Archaeology & History

This long-lost sacred well originally emerged a little bit further up the hill from where it is today.  Almost nothing is known about it.  Seemingly first highlighted in 1852, my first “discovery” of the place came as a result of going through some local old maps I’d had the fortune of obtaining.  In Victorian days when the site was much more prominent, the old road that took you into the woods was called Holy Well Lane.  Now, its memory has been subdued, and the old road is known simply as ‘Well Lane.’

A local writer, J.W. Crowther, mentioned the site in his local place-name survey, where he told that the Holy Well was a “name given to a well of excellent spring water” — but nothing more.  It was later mentioned in an article by J.A. Heginbottom [1988] who wrongly reported it as being “destroyed.”

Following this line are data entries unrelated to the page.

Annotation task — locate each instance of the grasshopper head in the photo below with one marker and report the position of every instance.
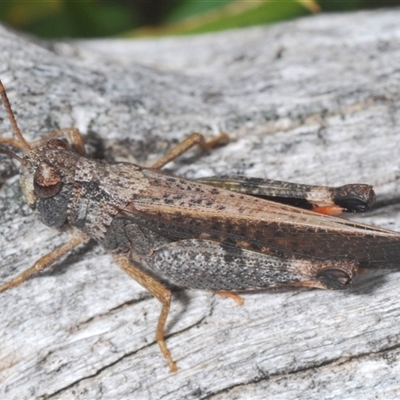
(45, 185)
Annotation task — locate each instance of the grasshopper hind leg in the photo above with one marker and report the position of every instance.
(208, 265)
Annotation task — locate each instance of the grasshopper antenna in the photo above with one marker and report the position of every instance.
(22, 143)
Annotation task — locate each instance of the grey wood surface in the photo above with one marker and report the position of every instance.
(314, 101)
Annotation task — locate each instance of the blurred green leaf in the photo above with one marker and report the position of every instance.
(228, 15)
(95, 18)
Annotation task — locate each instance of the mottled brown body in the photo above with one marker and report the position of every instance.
(219, 234)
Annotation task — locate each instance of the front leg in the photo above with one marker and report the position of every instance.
(46, 261)
(159, 291)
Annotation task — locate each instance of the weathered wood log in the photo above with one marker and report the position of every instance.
(312, 101)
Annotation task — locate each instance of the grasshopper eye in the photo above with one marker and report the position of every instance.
(335, 276)
(46, 181)
(58, 144)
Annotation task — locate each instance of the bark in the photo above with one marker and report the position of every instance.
(313, 101)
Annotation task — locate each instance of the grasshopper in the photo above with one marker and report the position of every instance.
(221, 233)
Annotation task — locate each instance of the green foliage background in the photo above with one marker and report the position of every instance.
(97, 18)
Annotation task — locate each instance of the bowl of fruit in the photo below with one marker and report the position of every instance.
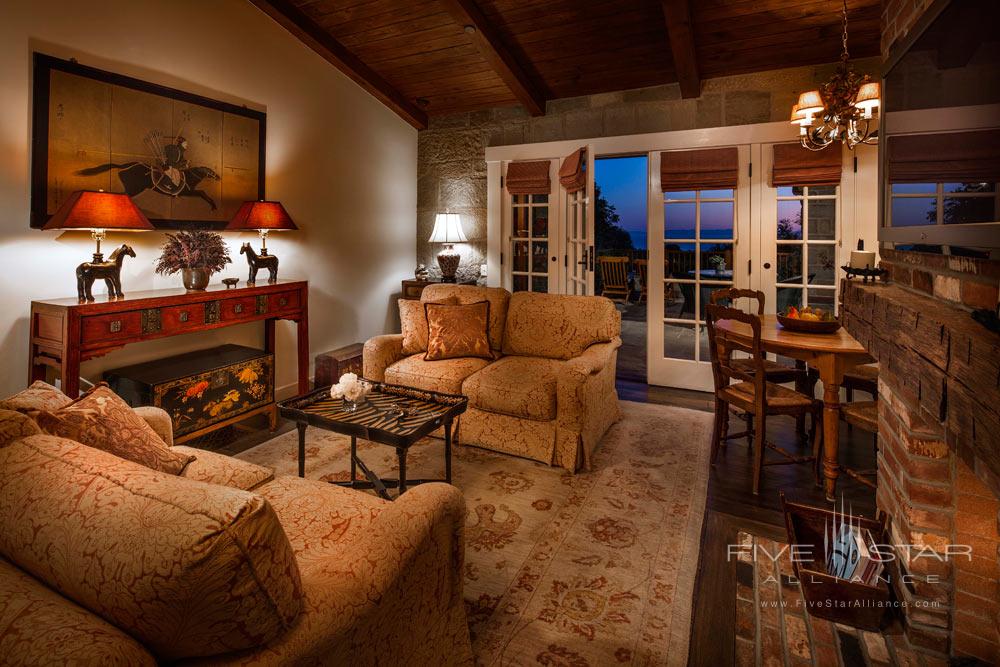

Local tradition told that ‘memaws’ (offerings such as rags, coins, flowers, etc) used to be left here by local people in olden times, as offerings to pacify or give respect to the waters; although what time of the year these were left, and the nature of the resident deity, has all been forgotten.  In very recent years however, it seems that some modern NewAge-types are now visiting the place once again.


  1. Crowther, J.W., Place Names of Todmorden, privately printed: Todmorden (n.d.)
  2. Heginbottom, J.A., ‘Early Christian Sites in Calderdale’, in PHAS 1988.